“Why not?”
“It’s night. Someone might see.”
Geder lit the candle, and the woman slipped down into the buried garden. Her hair was pulled back in a fierce pony-tail, and grime and dust covered her hands and knees. Her skin, pale as a wraith, seemed almost to glow in the candlelight. With the thinness of her mixed blood, she seemed fragile, weak. It was only the way she held herself and the confidence of her movements that gave that the lie. If she’d been a Firstblood, he would have thought she was little more than a girl, at least from the smoothness of her skin. But she was the magistra of a bank, and likely older than he was. A woman who traveled the world. She knelt, untying the rope at her ankle, and pulled. The tray skidded and scraped as she pulled it toward them.

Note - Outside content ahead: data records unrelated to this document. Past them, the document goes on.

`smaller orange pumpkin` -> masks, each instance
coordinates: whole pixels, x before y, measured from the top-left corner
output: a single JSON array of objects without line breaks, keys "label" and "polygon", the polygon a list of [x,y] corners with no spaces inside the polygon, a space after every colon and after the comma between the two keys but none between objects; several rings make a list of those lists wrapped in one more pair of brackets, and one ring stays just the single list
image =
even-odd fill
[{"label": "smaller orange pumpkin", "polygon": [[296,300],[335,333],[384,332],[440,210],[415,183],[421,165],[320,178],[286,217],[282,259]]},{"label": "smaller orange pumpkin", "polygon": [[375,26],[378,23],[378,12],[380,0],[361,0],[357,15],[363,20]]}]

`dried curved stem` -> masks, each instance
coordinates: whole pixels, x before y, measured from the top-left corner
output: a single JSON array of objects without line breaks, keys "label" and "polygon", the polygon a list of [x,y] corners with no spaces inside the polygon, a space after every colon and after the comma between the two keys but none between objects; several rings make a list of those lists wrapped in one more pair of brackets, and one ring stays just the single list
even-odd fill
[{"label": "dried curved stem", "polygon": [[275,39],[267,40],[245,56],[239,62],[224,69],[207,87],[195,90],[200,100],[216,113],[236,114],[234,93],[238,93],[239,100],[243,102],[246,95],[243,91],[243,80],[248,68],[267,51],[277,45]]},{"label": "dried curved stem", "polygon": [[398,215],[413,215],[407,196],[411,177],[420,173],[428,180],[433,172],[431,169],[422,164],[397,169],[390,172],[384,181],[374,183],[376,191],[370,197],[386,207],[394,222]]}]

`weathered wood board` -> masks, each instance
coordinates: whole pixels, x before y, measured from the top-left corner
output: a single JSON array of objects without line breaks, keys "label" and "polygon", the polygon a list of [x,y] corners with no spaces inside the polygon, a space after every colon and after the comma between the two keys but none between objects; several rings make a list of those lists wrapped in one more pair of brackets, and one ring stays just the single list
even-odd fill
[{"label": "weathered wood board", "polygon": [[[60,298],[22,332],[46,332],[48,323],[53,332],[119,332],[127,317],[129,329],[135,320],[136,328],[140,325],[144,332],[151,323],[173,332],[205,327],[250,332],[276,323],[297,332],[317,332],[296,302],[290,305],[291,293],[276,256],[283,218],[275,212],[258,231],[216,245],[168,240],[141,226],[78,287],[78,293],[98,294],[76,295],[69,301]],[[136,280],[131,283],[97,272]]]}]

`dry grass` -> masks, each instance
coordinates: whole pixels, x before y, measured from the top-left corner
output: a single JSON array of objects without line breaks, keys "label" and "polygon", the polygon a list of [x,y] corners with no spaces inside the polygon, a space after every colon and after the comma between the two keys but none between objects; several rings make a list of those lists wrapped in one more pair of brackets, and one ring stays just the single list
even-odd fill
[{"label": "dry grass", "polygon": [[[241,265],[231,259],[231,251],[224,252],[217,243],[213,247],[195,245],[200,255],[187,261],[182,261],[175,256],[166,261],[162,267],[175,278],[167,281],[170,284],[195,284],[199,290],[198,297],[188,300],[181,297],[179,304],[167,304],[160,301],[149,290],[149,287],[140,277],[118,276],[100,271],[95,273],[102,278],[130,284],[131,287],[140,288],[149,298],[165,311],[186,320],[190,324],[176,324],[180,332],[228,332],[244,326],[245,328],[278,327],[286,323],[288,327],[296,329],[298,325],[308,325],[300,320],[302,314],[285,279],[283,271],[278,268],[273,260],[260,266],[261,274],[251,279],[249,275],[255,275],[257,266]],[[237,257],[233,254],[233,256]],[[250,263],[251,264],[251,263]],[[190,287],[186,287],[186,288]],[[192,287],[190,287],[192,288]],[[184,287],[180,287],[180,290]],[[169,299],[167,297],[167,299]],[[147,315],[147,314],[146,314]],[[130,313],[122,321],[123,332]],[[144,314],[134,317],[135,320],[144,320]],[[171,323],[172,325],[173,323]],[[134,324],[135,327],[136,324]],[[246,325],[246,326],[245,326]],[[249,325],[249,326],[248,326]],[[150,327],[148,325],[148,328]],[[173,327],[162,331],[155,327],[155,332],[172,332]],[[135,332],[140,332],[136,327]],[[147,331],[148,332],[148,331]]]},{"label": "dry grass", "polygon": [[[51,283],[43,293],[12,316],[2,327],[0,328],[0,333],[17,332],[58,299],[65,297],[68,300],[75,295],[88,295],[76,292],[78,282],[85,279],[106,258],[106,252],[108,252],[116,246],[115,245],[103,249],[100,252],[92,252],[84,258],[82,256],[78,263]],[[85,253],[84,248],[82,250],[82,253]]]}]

“The news isn’t good,” she said softly so as not to wake Aster. “There’s still fighting in the streets. Some of it’s private guards and noble houses, but there are looters too. Gangs of them. If it looks like a nobleman’s house is standing empty, they’ll strip it to the walls. And there seem to be some old vendettas coming due. Five men in masks took away a merchant named Deron Root and threw him off a bridge this afternoon, and no one seems to know why.”
“What about Basrahip?”
“The temple’s scorched, but it’s still standing. Mikel and Sandr didn’t find anyone there, but they didn’t find any bodies either. Some got killed, there doesn’t seem much question. There are also stories that people have seen the priests about, but so far we haven’t found any.”
He sat forward, shaking his head. The tension in his shoulders ached. It was all too much. It was falling apart. And if he didn’t have Basrahip or Dawson either, he couldn’t imagine what he would do if he ever rose back up out of the earth.
“What about the city guard?” he asked. “What are they doing?”
Cithrin reached into the darkness of the crawlway, grunting, and pulled the tray back with her.
“They’ve got their hands full,” she said. “There’s no law out there right now. Honestly? We three are probably the safest people in Camnipol tonight.”
“Unless your friends betray us,” he said.
“Unless that,” she agreed, taking something wrapped in cloth from the tray and setting it on the ground at her feet. “They’re not likely to, though.”
“Why not?” Geder said, thinking of Dawson Kalliam’s face again. The blood on his knife. “Any of them could. Why wouldn’t they?”
“One of them did before,” she said. “They saw how that ended.”
She took a jar down from the tray, and then three wineskins. The last thing on the tray was a tin chamberpot that she held up in the candlelight with a rueful smile.
“Very nearly forgot the necessities,” she said. “Do you think we set up the tree over there as the privacy room, or should we push in and see if we can’t find someplace a bit farther from nose range.”
Geder tried to imagine relieving himself where she could hear him, and his blush felt hot.
“Farther in would be better, don’t you think?”
“All right,” she said. “The first one who needs it picks the place.”
By the light of the single candle she unwrapped the cloth. There was enough food for several small meals: roasted chicken, raw carrots no thicker than her fingers, half a rabbit boiled in wine, hard rolls so stale they sounded hollow when she knocked them together. They sat together in the gloom. She drank wine with the certainty of long acquaintance, and Geder found himself pushing to keep up. When the last of the chicken was reduced to bones and gristle, they had just cracked the third wineskin’s neck, and from the way she held it, he was certain it would be empty before she slept.
Aster snored gently in his blankets and murmured to himself.
“He’s taking all this well,” Cithrin said, nodding toward the sleeping boy.
“He puts up a good front,” Geder said. “It’s been hard for him, though. He lost his mother young, and now his father. Add the weight of the crown.”
“It doesn’t seem fair that being born to the throne should make things so much harder,” she said. “You’d think power would have more to recommend it.”
“What? You don’t think things are going well?” he asked. She didn’t laugh for a moment, and he was relieved when she did.
“I assume this is an aberration for you, Lord Regent,” she said. “But you’ve grown up noble, just like the prince. You understand what he’s carrying.”
“I really don’t. I mean, I suppose I’m in the same place with him now, but I was very low before. He’s known from the time he could talk that he was destined for the throne. I’ve known I was going to have a tiny little holding in a valley with too many trees and not enough farmland.”